Stupri Rimini, ha confessato il ragazzo congolese di 20 anni
CronacaInterrogato dal pm, Butungu avrebbe cambiato versione e ammesso di aver partecipato, con tre minorenni, alle violenze sessuali del 26 agosto contro una turista polacca e una trans peruviana. Si sarebbe detto pentito e avrebbe preso le distanze dal ruolo di “capo branco”
Guerlin Butungu, il ragazzo congolese di 20 anni arrestato per il doppio stupro del 26 agosto a Rimini insieme a tre minorenni, avrebbe confessato le proprie responsabilità e si sarebbe detto pentito. Il giovane, detenuto nel carcere di Pesaro, è stato interrogato dal pm e avrebbe ammesso di aver partecipato alle violenze sessuali contro una turista polacca (con l’amico massacrato di botte) e una trans di origini peruviane.
Avrebbe ammesso violenze
L'interrogatorio era stato chiesto dalla difesa. Il ragazzo è stato sentito per tre ore e avrebbe cambiato ancora versione. Avrebbe, infatti, ammesso di aver violentato con i tre complici le due donne la notte del 26 agosto. Ma avrebbe ammesso anche due rapine: la prima il 12 agosto ai danni di una coppia di Legnano e la seconda la notte degli stupri. Butungu, però, avrebbe preso le distanze dal ruolo di “capo branco” di cui si è parlato nel corso delle indagini.
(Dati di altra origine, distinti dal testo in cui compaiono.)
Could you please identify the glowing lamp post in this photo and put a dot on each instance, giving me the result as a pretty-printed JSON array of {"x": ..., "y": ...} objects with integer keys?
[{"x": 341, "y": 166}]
Le proteste dell’avvocato difensore
All’interrogatorio non c’era l’avvocata Ilaria Perruzza, che assisteva Butungo dall’inizio. Il giovane le ha revocato l’incarico. Al suo posto è stato nominato l'avvocato Francesco Zacheo, del foro di Lecce, legale di fiducia dell'Ambasciata del Congo in Italia. “All'interrogatorio di fronte ai magistrati di Rimini – ha protestato Zacheo – mi è stato negato un breve rinvio per consentirmi di parlare col mio assistito, né ho potuto parlare riservatamente con l'avvocato condifensore Scarpa né ho potuto prendere copia degli atti al fine di valutare se fosse necessario o meno per il mio assistito sottoporsi all'interrogatorio. Mi è stato negato tutto. Mi sono trovato a difendere Butungu a occhi chiusi, non avendo avuto la possibilità di conoscere le carte dell'accusa”.